De lo expuesto se confirma, que el órgano encargado de dictar la resolución, debe circunscribir su fallo a lo peticionado y no resolver más allá de lo pedido, que sería un pronunciamiento ultra petita, o, conceder algo distinto a lo solicitado por las partes, conocido en doctrina procesal como un pronunciamiento extra petita”. En el mismo sentido, la SC 0863/2003-R de 25 de junio, precisó que: ‘…el juez o tribunal ad quem, no puede ir más allá de lo pedido, salvo en los casos en que los vicios de nulidad constituyan lesiones a derechos y garantías constitucionales como cuando la nulidad esté expresamente prevista por ley’, entendimiento reiterado en las SSCC 1009/2003-R, 1312/2003-R y 0358/2010-R. Posteriormente, respecto a la pertinencia de las resoluciones pronunciadas por autoridades judiciales de segunda instancia, la SC 0358/2010-R de 22 de junio, puntualizó: ‘…implica también la concordancia entre la parte considerativa y dispositiva, pero además esa concordancia debe mantenerse en todo su contenido, efectuando un razonamiento integral y armonizado entre los distintos considerandos y razonamientos emitidos por la resolución, esta concordancia de contenido de la resolución y su estricta correspondencia entre lo pedido, lo considerado y lo resuelto, conlleva a su vez la cita de las disposiciones legales que apoyan ese razonamiento que llevó a la determinación que se asume. En base a esos criterios se considera que quien administra justicia debe emitir fallos motivados, congruentes y pertinentes’. En esa misma línea, la SC 2017/2010-R de 9 de noviembre, señaló: ‘…la pertinencia entre el recurso de apelación, resolución apelada y lo resuelto en el auto de vista, es una condición esencial para asegurar a los justiciables que en la decisión de su recurso los superiores en grado tienen delimitado su campo de acción para emitir su resolución, limite que se expresa precisamente en la fundamentación de agravios prevista por el art. 227 del Código de Procedimiento Civil (CPC), como por el contenido de lo resuelto en la sentencia apelada, marco del cual el tribunal de alzada no puede apartarse”. Estos razonamientos fueron reiterados posteriormente en la SCP 0037/2012 de 26 de marzo y, desarrollados ampliamente en la SCP 1111/2012 de 6 de septiembre’.

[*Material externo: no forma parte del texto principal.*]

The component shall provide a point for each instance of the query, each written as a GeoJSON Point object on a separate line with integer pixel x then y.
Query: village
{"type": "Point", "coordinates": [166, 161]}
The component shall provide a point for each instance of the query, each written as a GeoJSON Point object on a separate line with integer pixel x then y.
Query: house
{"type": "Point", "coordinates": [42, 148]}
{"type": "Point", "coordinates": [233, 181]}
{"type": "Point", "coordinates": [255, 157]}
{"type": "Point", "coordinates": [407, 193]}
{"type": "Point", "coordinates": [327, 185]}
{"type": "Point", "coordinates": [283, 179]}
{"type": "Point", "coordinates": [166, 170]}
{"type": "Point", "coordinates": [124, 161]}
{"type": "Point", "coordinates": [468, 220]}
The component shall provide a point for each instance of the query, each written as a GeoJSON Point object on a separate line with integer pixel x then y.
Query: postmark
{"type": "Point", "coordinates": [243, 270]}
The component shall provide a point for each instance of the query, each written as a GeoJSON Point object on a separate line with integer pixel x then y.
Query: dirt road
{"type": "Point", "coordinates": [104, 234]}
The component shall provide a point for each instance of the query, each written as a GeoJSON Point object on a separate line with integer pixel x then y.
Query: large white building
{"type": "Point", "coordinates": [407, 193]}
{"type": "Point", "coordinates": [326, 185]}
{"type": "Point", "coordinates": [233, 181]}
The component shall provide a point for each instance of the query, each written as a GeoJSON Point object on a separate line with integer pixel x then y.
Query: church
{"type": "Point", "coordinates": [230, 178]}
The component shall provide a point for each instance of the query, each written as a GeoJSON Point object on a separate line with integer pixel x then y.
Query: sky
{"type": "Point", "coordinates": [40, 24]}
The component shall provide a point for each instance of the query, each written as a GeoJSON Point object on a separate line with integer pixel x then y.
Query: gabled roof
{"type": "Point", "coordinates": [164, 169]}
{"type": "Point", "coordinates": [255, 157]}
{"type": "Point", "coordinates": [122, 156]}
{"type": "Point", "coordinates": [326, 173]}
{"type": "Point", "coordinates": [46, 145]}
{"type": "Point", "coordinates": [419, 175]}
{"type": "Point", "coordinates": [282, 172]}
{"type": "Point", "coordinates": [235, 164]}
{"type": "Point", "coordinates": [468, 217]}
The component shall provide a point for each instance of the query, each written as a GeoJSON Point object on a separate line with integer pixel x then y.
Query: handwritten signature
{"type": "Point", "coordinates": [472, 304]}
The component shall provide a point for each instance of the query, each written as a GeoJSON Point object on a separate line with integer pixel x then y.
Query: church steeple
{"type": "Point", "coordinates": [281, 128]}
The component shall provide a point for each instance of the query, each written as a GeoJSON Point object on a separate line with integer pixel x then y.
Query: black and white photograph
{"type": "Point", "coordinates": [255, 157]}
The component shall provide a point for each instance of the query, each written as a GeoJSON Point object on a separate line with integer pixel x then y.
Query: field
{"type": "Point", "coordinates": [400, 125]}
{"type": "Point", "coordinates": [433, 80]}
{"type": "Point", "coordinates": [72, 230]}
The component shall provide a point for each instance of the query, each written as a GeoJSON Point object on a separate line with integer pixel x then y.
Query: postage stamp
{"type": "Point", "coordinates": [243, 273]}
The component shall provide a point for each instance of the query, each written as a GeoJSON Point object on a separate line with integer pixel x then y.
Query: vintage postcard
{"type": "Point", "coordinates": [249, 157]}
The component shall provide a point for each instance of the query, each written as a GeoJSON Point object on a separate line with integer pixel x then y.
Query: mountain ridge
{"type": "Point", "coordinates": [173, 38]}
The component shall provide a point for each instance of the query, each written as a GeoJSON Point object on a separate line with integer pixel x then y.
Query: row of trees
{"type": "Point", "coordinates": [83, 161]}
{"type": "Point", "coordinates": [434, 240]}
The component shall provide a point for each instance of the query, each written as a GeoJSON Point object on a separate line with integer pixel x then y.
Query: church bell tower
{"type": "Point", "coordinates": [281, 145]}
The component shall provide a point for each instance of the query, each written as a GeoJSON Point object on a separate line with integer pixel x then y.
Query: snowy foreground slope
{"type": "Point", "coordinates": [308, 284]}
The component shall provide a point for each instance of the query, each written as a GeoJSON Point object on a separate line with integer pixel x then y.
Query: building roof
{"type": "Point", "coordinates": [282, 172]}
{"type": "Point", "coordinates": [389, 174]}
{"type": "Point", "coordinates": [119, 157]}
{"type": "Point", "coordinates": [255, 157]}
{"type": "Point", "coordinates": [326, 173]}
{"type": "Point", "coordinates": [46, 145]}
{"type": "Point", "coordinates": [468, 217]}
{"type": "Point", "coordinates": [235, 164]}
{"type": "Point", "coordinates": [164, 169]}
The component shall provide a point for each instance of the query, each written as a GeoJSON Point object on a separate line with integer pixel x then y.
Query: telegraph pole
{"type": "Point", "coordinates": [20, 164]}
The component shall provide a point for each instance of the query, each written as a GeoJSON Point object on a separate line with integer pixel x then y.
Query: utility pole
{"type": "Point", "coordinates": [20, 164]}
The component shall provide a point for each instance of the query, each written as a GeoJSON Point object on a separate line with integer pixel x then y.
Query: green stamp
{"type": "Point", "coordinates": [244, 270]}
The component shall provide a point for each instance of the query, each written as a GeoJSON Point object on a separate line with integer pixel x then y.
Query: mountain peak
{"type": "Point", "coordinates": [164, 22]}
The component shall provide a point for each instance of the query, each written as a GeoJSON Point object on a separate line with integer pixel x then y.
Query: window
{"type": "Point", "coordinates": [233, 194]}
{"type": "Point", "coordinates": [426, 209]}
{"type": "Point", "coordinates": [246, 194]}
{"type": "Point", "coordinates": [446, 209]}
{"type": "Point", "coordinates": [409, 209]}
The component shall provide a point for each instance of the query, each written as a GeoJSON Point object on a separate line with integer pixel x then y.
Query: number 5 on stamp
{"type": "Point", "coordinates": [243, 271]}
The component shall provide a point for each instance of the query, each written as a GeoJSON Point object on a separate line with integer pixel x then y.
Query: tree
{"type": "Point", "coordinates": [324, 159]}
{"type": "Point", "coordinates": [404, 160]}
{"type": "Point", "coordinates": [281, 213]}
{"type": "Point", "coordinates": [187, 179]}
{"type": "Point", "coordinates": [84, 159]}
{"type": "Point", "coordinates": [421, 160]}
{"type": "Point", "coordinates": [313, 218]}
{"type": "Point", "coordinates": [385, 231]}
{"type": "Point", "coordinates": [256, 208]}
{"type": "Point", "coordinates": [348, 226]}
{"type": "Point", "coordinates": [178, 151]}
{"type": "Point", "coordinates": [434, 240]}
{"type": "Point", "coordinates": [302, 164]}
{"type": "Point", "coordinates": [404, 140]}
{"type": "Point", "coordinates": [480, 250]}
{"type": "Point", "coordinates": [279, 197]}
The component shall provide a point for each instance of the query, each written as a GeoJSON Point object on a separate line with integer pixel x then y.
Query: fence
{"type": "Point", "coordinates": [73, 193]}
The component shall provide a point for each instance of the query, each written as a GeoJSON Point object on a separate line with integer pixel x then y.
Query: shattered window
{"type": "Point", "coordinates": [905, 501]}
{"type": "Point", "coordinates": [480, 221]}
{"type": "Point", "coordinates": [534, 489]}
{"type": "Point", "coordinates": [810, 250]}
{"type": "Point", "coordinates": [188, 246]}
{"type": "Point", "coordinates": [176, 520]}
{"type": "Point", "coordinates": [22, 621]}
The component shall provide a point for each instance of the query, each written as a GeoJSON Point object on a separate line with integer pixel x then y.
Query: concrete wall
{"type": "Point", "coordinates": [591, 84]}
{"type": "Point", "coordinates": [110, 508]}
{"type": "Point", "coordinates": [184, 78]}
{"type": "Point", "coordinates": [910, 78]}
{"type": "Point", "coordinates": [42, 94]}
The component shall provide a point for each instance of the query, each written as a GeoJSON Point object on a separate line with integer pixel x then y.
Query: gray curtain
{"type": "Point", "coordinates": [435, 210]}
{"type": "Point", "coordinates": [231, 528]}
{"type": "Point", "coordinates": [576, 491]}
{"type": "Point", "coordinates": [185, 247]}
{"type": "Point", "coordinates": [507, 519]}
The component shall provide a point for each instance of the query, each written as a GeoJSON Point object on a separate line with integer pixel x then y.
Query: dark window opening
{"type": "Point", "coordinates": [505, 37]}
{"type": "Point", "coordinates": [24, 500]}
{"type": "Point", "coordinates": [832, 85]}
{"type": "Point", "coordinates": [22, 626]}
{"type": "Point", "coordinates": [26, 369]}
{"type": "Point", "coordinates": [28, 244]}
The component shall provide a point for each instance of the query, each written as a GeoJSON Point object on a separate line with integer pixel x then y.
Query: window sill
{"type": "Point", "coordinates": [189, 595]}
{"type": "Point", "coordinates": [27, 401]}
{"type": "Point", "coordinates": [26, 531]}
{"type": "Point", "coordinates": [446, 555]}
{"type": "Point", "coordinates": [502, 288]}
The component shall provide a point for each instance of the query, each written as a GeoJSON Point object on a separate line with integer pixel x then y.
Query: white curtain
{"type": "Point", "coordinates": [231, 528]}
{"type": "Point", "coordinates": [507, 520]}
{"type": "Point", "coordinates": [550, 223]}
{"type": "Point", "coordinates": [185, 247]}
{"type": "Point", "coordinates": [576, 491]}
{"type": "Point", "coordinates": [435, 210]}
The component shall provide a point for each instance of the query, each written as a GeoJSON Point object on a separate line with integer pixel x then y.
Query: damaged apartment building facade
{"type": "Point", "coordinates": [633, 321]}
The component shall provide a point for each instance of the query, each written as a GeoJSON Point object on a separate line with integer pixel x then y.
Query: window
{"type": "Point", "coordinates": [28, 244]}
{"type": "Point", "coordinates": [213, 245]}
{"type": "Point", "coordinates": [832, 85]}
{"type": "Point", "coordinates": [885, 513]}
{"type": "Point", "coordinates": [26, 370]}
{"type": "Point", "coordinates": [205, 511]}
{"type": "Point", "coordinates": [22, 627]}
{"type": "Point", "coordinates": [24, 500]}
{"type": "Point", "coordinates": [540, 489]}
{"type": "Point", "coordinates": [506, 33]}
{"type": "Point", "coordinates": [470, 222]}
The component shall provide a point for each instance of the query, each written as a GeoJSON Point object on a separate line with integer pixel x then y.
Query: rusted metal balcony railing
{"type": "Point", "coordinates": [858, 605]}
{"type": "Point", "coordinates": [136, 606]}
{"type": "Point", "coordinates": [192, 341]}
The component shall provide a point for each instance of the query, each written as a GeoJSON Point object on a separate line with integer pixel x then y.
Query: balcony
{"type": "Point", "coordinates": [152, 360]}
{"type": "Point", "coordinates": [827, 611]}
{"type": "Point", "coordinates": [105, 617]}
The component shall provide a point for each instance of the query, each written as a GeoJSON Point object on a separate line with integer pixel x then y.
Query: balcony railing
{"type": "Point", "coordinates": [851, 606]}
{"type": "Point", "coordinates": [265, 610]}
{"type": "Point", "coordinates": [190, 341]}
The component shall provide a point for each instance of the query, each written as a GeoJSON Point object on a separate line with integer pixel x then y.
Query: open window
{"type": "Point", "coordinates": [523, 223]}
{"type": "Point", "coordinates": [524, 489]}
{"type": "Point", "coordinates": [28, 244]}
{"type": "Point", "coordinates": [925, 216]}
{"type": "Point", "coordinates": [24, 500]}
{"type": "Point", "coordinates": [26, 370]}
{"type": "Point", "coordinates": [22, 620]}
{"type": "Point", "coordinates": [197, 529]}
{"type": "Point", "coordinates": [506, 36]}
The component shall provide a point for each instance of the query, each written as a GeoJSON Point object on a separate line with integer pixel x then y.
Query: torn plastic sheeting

[6] El FJ III.1, señala: “…fundamentalmente el derecho a la defensa que es inviolable por mandato del art. 16.IV CPE, el cual tiene dos dimensiones: a) la defensa material: que reconoce a favor del imputado el derecho a defenderse por sí mismo y le faculta a intervenir en toda la actividad procesal -desde el primer acto del procedimiento-, de modo que siempre pueda realizar todos los actos que le posibiliten excluir o atenuar la reacción penal estatal; principio que está garantizado por la existencia del debate público y contradictorio; b) la defensa técnica, consistente en el derecho irrenunciable del imputado de contar con asistencia de un abogado desde el inicio del procedimiento hasta el final de la ejecución de la condena. Así lo ha reconocido este Tribunal a través de las SSCC 347/2002-R y 1272/2002-R”.

[7] El FJ III.1, sostiene: “En el ámbito de relaciones societarias privadas y las sanciones que puedan imponerse al interior de las mismas, el debido proceso, regula y limita la potestad sancionatoria, estableciendo los elementos mínimos que deben ser observados de manera previa a la imposición de una sanción, siendo uno de ellos la prohibición de sancionar sin la existencia de un previo proceso; es decir, el ejercicio efectivo del derecho a la defensa, la posibilidad de que quien está acusado de algo, tenga la posibilidad de conocer los motivos, presentar sus descargos, las pruebas que estime convenientes, acceder a los medios de impugnación, concluyéndose de esta manera que cuando no se observaran estos requisitos y se impone una determinada sanción, se considerara a la misma como a una medida arbitraria de facto, siendo viable su impugnación directa a través de la acción de amparo constitucional”.